Ils voyaient les statistiques chinoises se dégrader… mais n’en tiraient aucune conclusion relative à un ralentissement de la conjoncture mondiale.
Les "Abenomics", au Japon, sont un échec consternant (chute de 0,8% de la production industrielle nippone, en croissance zéro désormais sur 12 mois, à des années lumières des +3% à +3,5% anticipés)… mais ils n’anticipent pas que Tokyo pourrait se mettre à chuter.
Ils voient le pétrole divisé par deux… mais ne craignent pas de voir une épidémie de faillite de producteur de shale oil plomber les comptes des banques américaines.
Tout cela fait déjà l’objet de débats (pas suivis d’effets, mais peu importe), ceci dit. Notre vocation est de regarder au-delà de la Une des articles économiques du moment.
▪ Pourquoi est-ce que personne n’en parle ?
Le prochain sujet d’inquiétude, ce pourrait être la Russie dont le PIB va se contracter de 3,5% cette année (selon une estimation du Kremlin, donc c’est un minimum). Nous allons nous y attarder puisque personne n’en parle !
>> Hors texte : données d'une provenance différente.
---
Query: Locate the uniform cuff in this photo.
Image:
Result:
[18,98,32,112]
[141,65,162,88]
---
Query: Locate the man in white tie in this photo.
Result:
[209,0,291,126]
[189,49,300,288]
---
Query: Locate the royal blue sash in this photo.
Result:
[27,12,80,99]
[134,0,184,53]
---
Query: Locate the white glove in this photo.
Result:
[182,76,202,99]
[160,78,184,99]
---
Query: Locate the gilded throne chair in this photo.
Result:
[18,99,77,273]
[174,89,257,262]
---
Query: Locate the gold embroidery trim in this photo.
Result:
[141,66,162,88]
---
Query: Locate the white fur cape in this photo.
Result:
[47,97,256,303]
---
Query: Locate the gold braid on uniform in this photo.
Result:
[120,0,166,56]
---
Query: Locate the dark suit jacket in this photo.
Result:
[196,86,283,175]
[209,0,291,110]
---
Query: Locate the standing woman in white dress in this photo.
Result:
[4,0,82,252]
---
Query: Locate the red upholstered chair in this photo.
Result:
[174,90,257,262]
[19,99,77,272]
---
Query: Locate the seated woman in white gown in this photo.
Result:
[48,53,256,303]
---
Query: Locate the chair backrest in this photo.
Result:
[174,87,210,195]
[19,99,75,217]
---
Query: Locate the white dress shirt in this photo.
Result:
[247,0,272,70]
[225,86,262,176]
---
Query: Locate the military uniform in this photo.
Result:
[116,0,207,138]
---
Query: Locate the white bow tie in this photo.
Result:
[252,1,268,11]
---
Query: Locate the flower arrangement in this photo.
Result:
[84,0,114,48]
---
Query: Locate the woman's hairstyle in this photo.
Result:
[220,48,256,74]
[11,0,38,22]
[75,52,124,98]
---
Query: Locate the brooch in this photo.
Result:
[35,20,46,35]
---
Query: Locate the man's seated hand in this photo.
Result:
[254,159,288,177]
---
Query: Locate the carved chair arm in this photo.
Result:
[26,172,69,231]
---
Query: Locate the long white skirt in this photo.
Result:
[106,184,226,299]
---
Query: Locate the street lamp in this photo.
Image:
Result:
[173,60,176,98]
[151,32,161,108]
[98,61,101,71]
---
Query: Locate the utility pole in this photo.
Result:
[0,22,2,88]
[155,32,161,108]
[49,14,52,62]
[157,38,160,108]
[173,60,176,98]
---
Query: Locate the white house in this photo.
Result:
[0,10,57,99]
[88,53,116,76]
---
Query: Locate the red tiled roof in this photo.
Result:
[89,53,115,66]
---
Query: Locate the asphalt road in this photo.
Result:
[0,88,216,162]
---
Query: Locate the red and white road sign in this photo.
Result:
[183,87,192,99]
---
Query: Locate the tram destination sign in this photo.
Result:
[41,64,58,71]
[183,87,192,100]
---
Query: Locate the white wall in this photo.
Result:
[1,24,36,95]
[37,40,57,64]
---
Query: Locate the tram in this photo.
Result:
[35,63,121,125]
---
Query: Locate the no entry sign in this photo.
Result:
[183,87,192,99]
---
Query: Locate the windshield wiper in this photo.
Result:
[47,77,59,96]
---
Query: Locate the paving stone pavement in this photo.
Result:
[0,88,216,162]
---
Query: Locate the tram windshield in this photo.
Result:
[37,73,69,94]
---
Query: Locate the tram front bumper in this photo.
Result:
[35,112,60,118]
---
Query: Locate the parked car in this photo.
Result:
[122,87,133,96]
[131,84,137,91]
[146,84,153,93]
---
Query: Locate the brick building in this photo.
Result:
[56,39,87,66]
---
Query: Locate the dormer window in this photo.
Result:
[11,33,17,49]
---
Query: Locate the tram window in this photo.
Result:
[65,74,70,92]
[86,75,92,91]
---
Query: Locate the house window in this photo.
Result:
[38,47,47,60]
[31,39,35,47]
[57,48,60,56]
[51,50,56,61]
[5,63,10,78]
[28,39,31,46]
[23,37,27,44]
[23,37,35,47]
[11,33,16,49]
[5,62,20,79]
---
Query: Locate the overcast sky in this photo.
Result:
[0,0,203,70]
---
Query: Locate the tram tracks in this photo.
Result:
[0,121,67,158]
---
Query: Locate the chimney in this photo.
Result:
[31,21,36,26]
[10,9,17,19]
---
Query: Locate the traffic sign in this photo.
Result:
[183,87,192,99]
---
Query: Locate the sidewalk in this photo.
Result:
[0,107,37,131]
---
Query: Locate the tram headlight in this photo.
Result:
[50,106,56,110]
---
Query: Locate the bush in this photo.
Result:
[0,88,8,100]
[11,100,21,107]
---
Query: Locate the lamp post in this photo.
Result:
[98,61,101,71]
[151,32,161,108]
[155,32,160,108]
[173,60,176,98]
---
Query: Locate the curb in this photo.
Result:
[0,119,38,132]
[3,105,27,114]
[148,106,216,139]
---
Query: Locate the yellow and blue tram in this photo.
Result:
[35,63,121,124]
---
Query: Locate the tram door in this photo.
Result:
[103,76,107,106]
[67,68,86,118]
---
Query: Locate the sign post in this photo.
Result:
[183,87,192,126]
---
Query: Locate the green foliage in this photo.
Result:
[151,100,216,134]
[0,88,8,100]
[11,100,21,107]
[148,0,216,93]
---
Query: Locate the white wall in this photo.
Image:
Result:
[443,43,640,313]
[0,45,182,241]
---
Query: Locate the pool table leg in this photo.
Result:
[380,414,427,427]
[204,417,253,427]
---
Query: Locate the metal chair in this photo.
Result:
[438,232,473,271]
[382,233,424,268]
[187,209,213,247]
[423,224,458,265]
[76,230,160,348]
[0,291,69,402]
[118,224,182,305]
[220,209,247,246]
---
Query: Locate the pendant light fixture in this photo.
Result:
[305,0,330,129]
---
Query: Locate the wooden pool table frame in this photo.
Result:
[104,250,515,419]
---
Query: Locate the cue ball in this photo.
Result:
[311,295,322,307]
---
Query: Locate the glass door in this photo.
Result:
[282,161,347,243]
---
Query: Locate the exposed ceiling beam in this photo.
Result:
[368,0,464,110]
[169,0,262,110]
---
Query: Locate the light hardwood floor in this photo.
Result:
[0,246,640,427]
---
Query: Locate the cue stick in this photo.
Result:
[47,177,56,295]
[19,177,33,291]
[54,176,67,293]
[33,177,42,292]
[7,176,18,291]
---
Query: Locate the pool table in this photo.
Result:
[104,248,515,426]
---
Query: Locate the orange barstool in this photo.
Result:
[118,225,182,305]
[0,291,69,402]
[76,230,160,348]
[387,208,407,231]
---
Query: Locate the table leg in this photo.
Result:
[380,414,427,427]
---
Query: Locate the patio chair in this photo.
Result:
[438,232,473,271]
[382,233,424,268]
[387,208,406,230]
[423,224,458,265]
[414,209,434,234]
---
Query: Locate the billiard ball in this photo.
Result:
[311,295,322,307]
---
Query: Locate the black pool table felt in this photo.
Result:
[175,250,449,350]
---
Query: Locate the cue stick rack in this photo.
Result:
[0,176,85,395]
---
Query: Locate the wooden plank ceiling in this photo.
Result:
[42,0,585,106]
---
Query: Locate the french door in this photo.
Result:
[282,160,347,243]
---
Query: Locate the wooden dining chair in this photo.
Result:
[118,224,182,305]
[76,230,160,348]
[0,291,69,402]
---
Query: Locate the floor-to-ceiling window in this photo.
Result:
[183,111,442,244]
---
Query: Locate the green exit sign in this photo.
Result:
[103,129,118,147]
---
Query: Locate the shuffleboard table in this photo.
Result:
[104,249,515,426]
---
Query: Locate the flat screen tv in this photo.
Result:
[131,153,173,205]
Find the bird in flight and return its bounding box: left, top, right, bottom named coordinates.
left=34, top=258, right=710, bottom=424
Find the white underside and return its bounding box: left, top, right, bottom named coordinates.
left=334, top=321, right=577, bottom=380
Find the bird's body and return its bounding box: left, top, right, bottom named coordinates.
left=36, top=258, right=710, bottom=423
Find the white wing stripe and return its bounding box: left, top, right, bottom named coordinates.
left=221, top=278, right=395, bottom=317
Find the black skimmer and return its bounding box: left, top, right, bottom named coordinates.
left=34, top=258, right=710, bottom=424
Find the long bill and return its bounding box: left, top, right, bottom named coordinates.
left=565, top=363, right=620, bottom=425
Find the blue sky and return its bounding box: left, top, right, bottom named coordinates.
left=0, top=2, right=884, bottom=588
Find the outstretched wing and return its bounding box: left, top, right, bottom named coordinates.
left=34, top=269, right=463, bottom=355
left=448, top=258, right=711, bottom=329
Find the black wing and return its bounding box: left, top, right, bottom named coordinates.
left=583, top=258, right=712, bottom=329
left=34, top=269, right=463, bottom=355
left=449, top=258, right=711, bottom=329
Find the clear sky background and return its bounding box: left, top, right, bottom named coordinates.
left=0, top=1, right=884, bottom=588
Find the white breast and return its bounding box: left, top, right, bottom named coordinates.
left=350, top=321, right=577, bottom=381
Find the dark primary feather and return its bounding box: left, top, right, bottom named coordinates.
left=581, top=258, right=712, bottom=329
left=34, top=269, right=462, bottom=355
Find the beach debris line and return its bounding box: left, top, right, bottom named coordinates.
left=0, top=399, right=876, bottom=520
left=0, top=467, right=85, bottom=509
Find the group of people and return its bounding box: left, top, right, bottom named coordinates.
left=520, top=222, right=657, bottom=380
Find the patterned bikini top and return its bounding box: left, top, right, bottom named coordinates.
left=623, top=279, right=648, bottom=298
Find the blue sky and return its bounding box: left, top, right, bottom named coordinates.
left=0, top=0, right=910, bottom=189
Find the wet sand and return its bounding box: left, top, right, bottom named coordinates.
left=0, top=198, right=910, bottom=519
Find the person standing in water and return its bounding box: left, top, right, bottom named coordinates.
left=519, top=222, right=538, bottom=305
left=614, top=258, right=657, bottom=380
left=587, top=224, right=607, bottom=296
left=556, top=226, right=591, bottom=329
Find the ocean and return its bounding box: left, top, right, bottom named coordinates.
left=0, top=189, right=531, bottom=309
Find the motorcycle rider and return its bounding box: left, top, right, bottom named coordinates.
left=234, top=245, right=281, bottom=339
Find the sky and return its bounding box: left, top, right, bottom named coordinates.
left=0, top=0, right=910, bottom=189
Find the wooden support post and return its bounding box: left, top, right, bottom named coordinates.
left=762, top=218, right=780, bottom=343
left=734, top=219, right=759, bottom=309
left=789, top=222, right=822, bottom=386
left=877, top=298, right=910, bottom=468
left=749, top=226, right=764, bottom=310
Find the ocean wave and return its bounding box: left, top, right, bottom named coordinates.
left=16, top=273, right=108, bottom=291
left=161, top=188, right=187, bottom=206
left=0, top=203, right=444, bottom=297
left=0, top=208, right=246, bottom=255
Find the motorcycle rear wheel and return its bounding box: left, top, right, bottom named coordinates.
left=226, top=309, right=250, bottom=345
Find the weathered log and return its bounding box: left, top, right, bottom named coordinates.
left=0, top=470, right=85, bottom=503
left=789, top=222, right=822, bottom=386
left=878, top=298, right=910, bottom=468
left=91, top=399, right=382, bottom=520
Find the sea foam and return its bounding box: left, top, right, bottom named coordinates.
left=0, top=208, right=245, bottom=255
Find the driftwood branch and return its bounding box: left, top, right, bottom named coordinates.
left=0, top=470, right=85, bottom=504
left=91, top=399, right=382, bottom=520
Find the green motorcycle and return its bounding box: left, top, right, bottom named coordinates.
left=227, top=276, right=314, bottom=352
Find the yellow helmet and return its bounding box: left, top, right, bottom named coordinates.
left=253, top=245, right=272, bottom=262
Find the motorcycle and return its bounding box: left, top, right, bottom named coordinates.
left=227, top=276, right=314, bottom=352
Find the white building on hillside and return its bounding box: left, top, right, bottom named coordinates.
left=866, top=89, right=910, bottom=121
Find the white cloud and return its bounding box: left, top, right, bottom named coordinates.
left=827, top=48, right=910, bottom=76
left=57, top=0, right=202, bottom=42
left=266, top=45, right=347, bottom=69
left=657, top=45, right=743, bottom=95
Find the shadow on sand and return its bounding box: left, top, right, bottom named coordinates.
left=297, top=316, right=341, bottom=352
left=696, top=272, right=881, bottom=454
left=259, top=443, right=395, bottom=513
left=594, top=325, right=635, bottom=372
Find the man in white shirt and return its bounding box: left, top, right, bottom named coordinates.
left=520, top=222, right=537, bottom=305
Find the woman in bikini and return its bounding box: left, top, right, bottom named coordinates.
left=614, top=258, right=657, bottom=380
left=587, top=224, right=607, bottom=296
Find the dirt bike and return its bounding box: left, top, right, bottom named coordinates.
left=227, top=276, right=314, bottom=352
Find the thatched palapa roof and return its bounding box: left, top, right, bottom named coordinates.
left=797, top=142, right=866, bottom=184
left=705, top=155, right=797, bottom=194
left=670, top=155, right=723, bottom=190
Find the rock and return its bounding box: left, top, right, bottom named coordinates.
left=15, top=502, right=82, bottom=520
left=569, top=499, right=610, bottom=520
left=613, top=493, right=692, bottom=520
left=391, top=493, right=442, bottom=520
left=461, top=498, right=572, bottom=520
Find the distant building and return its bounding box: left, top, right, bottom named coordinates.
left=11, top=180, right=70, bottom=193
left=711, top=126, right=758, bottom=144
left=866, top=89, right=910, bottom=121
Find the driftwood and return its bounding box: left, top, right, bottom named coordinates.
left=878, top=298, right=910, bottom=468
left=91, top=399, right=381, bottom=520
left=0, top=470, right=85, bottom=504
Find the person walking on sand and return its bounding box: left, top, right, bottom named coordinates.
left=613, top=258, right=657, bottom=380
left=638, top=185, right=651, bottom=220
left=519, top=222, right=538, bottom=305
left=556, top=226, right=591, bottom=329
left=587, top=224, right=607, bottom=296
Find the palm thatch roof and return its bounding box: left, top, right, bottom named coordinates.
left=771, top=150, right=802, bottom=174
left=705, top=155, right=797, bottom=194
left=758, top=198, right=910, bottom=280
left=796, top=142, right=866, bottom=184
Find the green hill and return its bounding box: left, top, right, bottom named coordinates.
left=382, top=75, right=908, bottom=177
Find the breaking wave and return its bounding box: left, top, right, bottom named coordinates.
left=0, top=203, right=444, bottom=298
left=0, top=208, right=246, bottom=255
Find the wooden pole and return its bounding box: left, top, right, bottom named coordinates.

Selon un rapport de la Commission européenne que se serait procuré le quotidien allemand Die Welt, les mesures de rétorsion mises en place par la Russie (comme l’embargo sur les produits agricoles) en guise de riposte aux sanctions déclenchées au printemps 2014 sur ordre de Washington auraient des effets "relativement minimes" et "gérables".
La Commission européenne ne pronostique qu’une légère contraction du PIB de l’UE, de -0,25% — mais avec certaines disparités correspondant à l’étroitesse des liens économiques des différents pays avec la Russie.
L’Union européenne et la Suisse pourraient perdre 80 milliards d’euros de richesses produites en 2015 |
L’institut autrichien d’études économiques Wifo (à ne pas confondre avec le quasi homonyme allemand IFO) brosse un tableau beaucoup plus sombre. Il estime que l’Union européenne et la Suisse pourraient perdre 80 milliards d’euros de richesses produites en 2015, soit l’équivalent de 1,9 à 2 millions d’emplois menacés.
Il n’est pas question de débattre sur les causes de la récession russe (chacun a son avis politico-économique sur la question et sur la pertinence des sanctions) mais d’identifier les dommages collatéraux les plus visibles et les plus prévisibles.
L’effondrement de plus de moitié du rouble en 18 mois, aggravé par la chute des prix du pétrole, prive mécaniquement la Russie d’une part prépondérante de son pouvoir d’achat.
Comme les sanctions vont être prolongées de six mois (le principe est acquis, l’annonce de la décision est imminente), la situation ne va aller qu’en s’aggravant en 2016.
Et l’Allemagne, qui est depuis le début la plus alignée sur la ligne dure prônée par les Etats-Unis, est de tous les pays européens celui qui le plus à perdre… avec la Finlande (qui partage beaucoup plus qu’une frontière avec la Russie).
Wifo évalue le manque à gagner allemand à près de 27 milliards d’euros, soit plus de 1% du PIB (ce qui compromet 500 000 emplois outre-Rhin).
La France n’est pas épargnée. Ses exportations vers la Russie ont chuté de plus d’un tiers (effondrement des achats de viande, fruits et légumes) selon les chiffres d’Eurostat et du FMI… Sans compter la chute de 27% du nombre des touristes russes à Paris, sur la Côte d’Azur cet été, ou dans les stations de sports d’hiver huppées.
Le PIB de la France pourrait ainsi se trouver amputé de 0,5% (avec 150 000 emplois perdus à la clé). Cela sans compter la situation de crise traversée par de nombreuses filières agricoles (avec des producteurs au bord de la crise de nerfs cet été), qui ont perdu pour longtemps encore un débouché majeur à l’export.
Alors la question est simple : est-ce la Chine qui menace le plus gravement la croissance de l’Europe… ou est-ce la déconfiture de l’économie russe et la désintégration du rouble ?
Allez… une seule préoccupation à la fois. Les vendeurs à découvert vous serviront ce plat indigeste à la sauce Orloff dès qu’ils auront finalisé la préparation de leur prochaine offensive à la baisse… ce qui ne saurait tarder : juste le temps de faire rebondir les indices de 4% ou 5% après le communiqué de la Fed.